Can you please send me the output of
# multipath -v3 -ll

from before the start of your test.  Then run
# service multipathd stop
# multipathd -v3

Then start your test, and collect the output to /var/log/messages for the entire length of your test.

Comment 4 I-Chung Ho 2008-08-19 11:15:31 UTC
Created attachment 314532 [details]
system log

System log when we perform hot plug miniSAS cabe, one path of dm-53 didn't come back.

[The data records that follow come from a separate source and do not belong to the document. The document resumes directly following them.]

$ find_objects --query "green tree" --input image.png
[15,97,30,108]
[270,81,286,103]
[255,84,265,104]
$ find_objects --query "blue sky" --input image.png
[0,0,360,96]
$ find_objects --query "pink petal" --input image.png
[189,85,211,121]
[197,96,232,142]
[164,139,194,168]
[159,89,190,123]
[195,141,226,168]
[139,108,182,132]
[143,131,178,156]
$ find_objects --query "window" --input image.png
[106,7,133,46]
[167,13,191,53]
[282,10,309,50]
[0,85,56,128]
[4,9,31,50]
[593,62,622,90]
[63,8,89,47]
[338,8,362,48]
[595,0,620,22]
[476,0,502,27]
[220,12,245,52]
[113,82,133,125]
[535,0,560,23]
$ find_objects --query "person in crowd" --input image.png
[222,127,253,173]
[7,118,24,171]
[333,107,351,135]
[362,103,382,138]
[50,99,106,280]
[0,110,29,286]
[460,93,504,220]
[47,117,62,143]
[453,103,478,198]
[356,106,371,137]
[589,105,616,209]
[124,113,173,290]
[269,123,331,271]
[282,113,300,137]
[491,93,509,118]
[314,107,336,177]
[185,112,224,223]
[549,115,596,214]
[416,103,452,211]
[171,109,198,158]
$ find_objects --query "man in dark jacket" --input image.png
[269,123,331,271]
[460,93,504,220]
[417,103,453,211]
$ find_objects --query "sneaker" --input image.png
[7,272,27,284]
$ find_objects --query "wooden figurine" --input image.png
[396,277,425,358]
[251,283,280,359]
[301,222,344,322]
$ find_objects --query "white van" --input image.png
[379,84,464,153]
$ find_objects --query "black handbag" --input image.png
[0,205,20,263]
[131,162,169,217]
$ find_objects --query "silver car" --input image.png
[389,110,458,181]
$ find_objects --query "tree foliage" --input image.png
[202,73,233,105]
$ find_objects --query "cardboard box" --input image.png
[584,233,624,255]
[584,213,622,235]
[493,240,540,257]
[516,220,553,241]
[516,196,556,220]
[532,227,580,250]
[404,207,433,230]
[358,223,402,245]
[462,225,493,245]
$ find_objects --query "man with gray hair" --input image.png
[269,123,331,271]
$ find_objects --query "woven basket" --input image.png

Comment 5 I-Chung Ho 2008-08-19 11:18:10 UTC
We have tried the command you suggested:
# service multipathd stop
# multipathd -v3

It pass 5 cycles of hot plugging miniSAS.
(What is different between:
# service multipathd stop
and
# multipathd -v3)

But one path of dm-53 didn't comeback after we plug the miniSAS cable.
It's a SAS disk.

We will try on SATA disk.

Comment 6 I-Chung Ho 2008-09-05 16:41:31 UTC
Created attachment 315917 [details]
System log, one disk's path missing

We still have issue with hot-plugging sas cable.
A disk's path() won't come back after several cycles of hot-plug.

Comment 8 Ben Marzinski 2010-05-05 19:31:54 UTC
Is this still an issue?  There have been multiple changes that may have solved this issue.  If this is still reproduceable, please let me know, otherwise I'm going to close this bug.

Comment 9 Ben Marzinski 2010-05-12 17:24:40 UTC
Numerous SAS fixes have happened since 5.0.  This bug should be solved, and there is not enough information for me to debug in this bugzilla.